Stronger legs are how you protect that.


AgeWell,

Dr Jess


Strength and functional health is one of the four systems we assess inside AgeWell, alongside metabolic health, heart health, and brain health. Health aging starts here


Frequently Asked Questions

Does exercise help with brain fog during perimenopause and menopause? Yes. Research consistently shows that resistance training, particularly lower body strength training, improves mental clarity, memory, and cognitive function. When muscles work hard, they release proteins called myokines that travel to the brain and support the growth and protection of brain cells. Strength training also reduces inflammation and improves blood sugar regulation, both of which influence how sharp and focused you feel day to day.

Can strength training reduce the risk of Alzheimer's disease in women? Research suggests yes. A study of over 900 older adults found that those with the greatest overall muscle strength had a 61% lower risk of developing Alzheimer's disease, even after accounting for physical activity levels and genetic risk factors. While no single intervention eliminates risk entirely, strength training is one of the most evidence-backed lifestyle strategies for protecting long-term brain health in women.

Why are women at higher risk for Alzheimer's disease and cognitive decline? Two out of three people living with Alzheimer's are women. The reasons are multifactorial and still being studied, but hormonal changes during perimenopause and menopause, longer life expectancy, and differences in brain biology all appear to play a role. This makes proactive brain health strategies, including regular strength training, especially important for women in midlife.

How much strength training do women need to protect brain health? The research points to 2-3 sessions per week of progressive resistance training focused on the lower body. The SMART trial, which showed nearly half of participants with mild cognitive impairment returning to normal function, used this frequency over six months. Consistency over time matters more than any single session.

Is it too late to start strength training if I am already in my 50s or 60s? It is never too late. The SMART trial showed meaningful cognitive improvements even in adults who already had mild memory problems. Beginning a strength training program at any age produces real, measurable benefits for muscle health, brain function, and overall quality of life.

What exercises are best for building leg strength to support brain health?

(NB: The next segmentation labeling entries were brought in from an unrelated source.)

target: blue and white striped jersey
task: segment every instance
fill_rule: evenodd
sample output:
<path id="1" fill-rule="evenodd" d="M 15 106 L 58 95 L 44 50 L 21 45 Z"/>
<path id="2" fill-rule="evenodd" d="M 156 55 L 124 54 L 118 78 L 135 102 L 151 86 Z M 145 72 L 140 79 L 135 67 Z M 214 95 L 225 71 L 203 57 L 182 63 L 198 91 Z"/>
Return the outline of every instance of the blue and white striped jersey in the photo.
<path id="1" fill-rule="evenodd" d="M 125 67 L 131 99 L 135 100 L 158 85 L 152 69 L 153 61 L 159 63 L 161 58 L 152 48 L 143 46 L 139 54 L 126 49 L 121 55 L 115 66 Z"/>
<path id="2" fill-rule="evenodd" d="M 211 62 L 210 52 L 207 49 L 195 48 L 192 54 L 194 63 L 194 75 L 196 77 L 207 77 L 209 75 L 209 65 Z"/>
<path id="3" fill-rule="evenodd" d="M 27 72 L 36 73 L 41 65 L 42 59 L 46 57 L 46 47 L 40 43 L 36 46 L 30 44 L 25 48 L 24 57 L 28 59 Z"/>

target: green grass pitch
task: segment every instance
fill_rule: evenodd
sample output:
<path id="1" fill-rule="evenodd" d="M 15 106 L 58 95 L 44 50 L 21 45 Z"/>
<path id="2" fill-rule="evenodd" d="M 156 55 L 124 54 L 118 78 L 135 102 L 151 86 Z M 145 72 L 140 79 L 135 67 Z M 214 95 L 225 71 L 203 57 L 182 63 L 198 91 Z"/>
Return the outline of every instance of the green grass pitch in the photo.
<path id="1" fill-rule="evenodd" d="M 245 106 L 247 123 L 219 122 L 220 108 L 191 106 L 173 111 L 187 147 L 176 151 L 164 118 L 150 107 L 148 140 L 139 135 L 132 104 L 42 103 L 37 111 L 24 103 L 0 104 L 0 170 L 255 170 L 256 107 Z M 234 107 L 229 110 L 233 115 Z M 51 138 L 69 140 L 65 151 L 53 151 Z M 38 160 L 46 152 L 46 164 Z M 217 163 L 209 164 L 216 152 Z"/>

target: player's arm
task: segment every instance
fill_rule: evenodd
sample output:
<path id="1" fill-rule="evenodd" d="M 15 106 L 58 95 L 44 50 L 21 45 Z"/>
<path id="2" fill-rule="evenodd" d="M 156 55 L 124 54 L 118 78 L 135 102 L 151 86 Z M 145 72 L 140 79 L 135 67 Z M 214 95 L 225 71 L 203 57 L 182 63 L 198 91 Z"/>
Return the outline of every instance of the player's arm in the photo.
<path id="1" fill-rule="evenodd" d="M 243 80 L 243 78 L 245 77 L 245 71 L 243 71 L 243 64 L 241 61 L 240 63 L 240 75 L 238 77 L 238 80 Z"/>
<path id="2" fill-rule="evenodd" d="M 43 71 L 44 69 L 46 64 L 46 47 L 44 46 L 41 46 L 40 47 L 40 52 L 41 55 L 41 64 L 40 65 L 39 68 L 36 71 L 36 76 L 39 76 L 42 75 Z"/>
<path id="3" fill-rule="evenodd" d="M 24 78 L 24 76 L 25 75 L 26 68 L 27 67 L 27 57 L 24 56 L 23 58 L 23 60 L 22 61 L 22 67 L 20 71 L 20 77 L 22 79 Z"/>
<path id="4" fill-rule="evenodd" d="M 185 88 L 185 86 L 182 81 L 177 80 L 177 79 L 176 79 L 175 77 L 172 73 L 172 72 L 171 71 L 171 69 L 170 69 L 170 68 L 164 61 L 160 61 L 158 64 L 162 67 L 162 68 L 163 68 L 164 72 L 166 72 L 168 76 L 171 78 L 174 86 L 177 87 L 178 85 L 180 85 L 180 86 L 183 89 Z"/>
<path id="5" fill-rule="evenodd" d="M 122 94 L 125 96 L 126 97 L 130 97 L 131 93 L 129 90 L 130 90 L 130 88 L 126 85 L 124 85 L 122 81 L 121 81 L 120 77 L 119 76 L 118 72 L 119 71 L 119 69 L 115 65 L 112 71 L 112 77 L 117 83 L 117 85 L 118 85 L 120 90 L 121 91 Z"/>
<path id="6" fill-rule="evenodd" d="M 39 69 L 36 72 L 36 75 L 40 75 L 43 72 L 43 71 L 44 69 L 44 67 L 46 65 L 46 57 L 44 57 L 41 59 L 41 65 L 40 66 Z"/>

Squats, lunges, leg press, step-ups, and chair stands are among the most effective lower body exercises. The key is progressive overload, gradually increasing the challenge over time, and working close to the point of muscle fatigue in each set.

Why does leg strength specifically matter for brain health? Your large lower body muscles, the quadriceps, hamstrings, and glutes, are among the biggest muscle groups in the body. When trained with meaningful resistance, they produce a strong myokine response, releasing brain-protective proteins into the bloodstream at higher levels than smaller muscle groups. The SMART trial specifically found that leg strength gains, not overall fitness, drove the cognitive improvements observed in participants.

Can strength training help with memory loss during menopause? Research points to improvements in memory, attention, and problem-solving with regular resistance training. The SMART trial showed that strength training protected the hippocampus, the brain region responsible for memory formation, and that protection lasted at least 12 months after the training program ended. While strength training is not a treatment for menopausal symptoms, it supports the neurological systems that underlie memory and mental clarity.